那覇市青年団体連絡会が飲酒運転撲滅へ団結という記事
琉球新報の記事 

この試み、居酒屋さんに飲酒運転を撲滅するよう協力を求めるというもの
飲酒運転を厳罰化しても、そもそもそのような法律を守ろうとしない人にまで、刑罰が重くなったというメッセージはなかなか伝わらないですし、酒を提供するところから改善しようという試みはすごくインパクトがあると思います。


この活動、実際にやっていることは、
”各居酒屋には車を運転する意思の確認、運転代行やタクシー利用の呼び掛けなどを客に対して徹底するよう協力を求めるほか、ポスターやのぼり旗を用いて飲酒運転撲滅を店内でアピールしてもらう。

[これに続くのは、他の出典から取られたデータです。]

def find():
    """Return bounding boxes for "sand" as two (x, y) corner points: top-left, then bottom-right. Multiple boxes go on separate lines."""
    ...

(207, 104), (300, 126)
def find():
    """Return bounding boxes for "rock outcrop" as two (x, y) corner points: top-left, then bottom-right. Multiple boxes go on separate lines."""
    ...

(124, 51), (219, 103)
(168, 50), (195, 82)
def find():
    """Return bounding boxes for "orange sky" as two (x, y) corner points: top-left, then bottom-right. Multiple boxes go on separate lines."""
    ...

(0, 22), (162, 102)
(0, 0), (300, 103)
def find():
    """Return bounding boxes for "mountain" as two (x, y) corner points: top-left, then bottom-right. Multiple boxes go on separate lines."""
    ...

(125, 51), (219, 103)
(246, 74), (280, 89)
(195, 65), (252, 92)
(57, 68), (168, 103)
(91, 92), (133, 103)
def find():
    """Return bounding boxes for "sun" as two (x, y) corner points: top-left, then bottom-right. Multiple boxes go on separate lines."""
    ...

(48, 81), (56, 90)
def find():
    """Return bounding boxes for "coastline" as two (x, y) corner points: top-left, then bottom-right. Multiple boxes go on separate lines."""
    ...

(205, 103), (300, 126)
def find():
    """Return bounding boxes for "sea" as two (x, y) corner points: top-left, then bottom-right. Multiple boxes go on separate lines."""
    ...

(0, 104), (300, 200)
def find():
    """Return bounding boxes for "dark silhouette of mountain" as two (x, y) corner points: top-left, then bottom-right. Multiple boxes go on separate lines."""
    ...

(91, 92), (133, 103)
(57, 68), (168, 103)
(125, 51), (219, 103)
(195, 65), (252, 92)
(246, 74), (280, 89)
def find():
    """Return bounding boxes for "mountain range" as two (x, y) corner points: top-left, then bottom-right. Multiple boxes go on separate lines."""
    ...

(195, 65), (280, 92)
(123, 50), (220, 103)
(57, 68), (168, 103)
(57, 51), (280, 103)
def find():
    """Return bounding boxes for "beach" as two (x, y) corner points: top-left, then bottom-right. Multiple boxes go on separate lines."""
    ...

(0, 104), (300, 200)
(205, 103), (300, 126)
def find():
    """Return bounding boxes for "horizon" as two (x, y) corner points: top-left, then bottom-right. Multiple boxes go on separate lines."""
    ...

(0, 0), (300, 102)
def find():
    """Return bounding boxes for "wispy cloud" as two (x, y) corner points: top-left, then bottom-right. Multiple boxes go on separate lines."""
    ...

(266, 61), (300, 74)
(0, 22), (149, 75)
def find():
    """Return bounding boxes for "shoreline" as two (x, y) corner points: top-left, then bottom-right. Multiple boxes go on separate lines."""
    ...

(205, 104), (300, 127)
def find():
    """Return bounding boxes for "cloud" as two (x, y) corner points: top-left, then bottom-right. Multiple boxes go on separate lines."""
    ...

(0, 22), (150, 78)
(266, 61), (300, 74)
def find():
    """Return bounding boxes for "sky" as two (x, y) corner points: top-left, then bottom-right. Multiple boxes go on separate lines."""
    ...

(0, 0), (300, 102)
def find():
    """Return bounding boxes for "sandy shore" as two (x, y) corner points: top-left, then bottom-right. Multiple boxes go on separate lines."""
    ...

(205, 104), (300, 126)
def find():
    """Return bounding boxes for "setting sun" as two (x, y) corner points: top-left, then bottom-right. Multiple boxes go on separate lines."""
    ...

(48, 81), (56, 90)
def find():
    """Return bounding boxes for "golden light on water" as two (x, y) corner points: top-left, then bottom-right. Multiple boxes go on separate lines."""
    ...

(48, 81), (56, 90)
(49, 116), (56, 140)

”
ということだそうですが、このようなことが徹底されれば、飲酒運転は減ることでしょうね。

 ただ、居酒屋としては、飲酒してくれるのはお客さんであり、取り締まりの対象ではありませんから、経営との兼ね合いが難しいことかもしれませんが。
 居酒屋がこのような活動に携わることにより、経営的にもプラスになるという世の中がくれば、飲酒運転は激減すると思います。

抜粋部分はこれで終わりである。